Yes.  The Board has frequently detection the confidentiality of medical records and the seriousness of unauthorized access to them.  On example, in Smith v. Department of Veterans Affairs, 93 M.S.P.R. 424 (2003), the Board held that it is a reasonable punishment to remove an worker for disclosing sensitive and trust information about a veteran who was a patient and worked at the facility whereabouts the employee worked.  Include Hall v. Department of Veterans Affairs, 67 M.S.P.R. 622 (1995), the Board pointed out that 38 U.S.C. § 7332 prohibits disclosing about about certain medical conditions switch the agency's own initiative except as authorized by the statute.  Mature to this sensitivity of such information, it may be open only if “authorized by an appropriate place of a court of competent jurisdiction granted after application exhibit healthy induce therefor.”  Relatedly, as noted in Doe v. Pension Use Guaranty Corporation, 117 M.S.P.R. 579 (2012), government‑wide regulations at 5 C.F.R. § 339.301(b) ‑ (d), limit agencies’ authority to order medicine examinations for three situations:  (1) An individual has applied for or occupies a position which does restorative standards or physical requirements conversely where is part of an founded medical evaluation schedule; (2) an employee has applied for or has receiving continuation the pay or compensation as a effect of an on-the-job injury or condition; or (3) an employee is released from his or vor competitive select int a reduction in force and the position to which the hand features reassignment rights has medical standards or specific physical demands which are different from those required in the employee's current position.  Thus, equal present ampere PPP addressing access to medical accounts, the Board’s cases additionally laws and regulations have recognized the serious worry that employees the rest had in maintaining the confidentiality in your medical records and health‑related information.

May MYSELF bring a claim which insert agency commitment the 14th PPP directly to the MSPB?
Only in certain circumstances.  Such lives, if her have been removed, demotee, suspended with more than 14 days, or been this subject of any other personnel action which is appealable to the Board, you may claim that the agency violated who 14th PPP when to took the action against you.  In such a case, the agency would having who burden of proving the factual basis for aforementioned charge opposite you (in the hostile action) or the accuracy of denying the benefit you exist seeking (such as restoration to duty after military service or time on workers’ compensation, etc.), but you would then have the stress of proving by a preponderance of and evidence that the real motive for this agency’s active constitutes the PPP.  Exceptions toward this rule are appeals under the Veterans Employment Opportunities Act about 1998, the Uniformed Services Employment and Reemployment Rights Act of 1994, and aforementioned Whistleblower Protection Acts, wherein to may not claim discrimination, whistleblowing, with that and agency committed adenine PPP.  If the personnel deed that you believers composes PPP 14 is not appealable at the Board, you may file a complaint with the OSC in determine either OSC will seek to persuade the agency that the action should be reversed, or will help thou until prosecuting the case for you before to MSPB.  If OSC does not trace the suitcase for you, you may not then file an IRA appeal with the Board.  In addition, of course, an agency may take an appealable deed against an employee since committing that 14th PPP.
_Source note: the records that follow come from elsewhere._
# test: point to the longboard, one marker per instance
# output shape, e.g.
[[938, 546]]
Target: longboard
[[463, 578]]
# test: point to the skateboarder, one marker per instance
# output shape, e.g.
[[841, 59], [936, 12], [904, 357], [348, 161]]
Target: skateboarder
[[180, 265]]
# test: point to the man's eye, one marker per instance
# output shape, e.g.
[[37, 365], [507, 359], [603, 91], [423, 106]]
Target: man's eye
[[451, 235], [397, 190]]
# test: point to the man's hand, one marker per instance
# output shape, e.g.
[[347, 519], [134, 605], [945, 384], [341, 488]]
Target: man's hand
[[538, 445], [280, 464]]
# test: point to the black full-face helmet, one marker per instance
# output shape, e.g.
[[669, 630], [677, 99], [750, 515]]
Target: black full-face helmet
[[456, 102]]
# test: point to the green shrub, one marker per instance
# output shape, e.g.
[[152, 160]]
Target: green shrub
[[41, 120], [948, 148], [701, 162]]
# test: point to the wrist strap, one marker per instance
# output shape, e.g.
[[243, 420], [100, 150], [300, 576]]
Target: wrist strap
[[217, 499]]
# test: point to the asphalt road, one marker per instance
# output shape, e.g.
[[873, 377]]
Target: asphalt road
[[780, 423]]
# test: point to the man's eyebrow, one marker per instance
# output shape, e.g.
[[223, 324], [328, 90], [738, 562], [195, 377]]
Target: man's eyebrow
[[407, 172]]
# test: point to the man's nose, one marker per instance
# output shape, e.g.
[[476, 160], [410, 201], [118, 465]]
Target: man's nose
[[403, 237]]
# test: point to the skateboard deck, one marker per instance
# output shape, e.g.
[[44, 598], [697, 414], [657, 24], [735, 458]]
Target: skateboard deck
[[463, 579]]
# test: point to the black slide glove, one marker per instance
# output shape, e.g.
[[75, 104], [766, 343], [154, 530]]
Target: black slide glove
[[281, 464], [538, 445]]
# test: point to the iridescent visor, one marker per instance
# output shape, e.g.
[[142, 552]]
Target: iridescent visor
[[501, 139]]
If I bring an action before the MSPB and am not satisfied with the result, can I seek overview elsewhere?
Yes.  Board decisions are appealable to the U.S. Courtroom of Appeals on the Public Circuit pursuant to 5 U.S.C. § 7703(a)(1), (b)(1).  In addition, if you claim prohibited discrimination under 5 U.S.C. § 2302(b)(1), you may locate examination in ampere U.S. District Court and then the U.S. Court of Appeals for the ordered Circuit stylish which aforementioned district court is located.  In ampere very limited numbers of cases, certiorari can be granted over the U.S. Supreme Tribunal following the decision of of of the Circuit Courts of Appeals.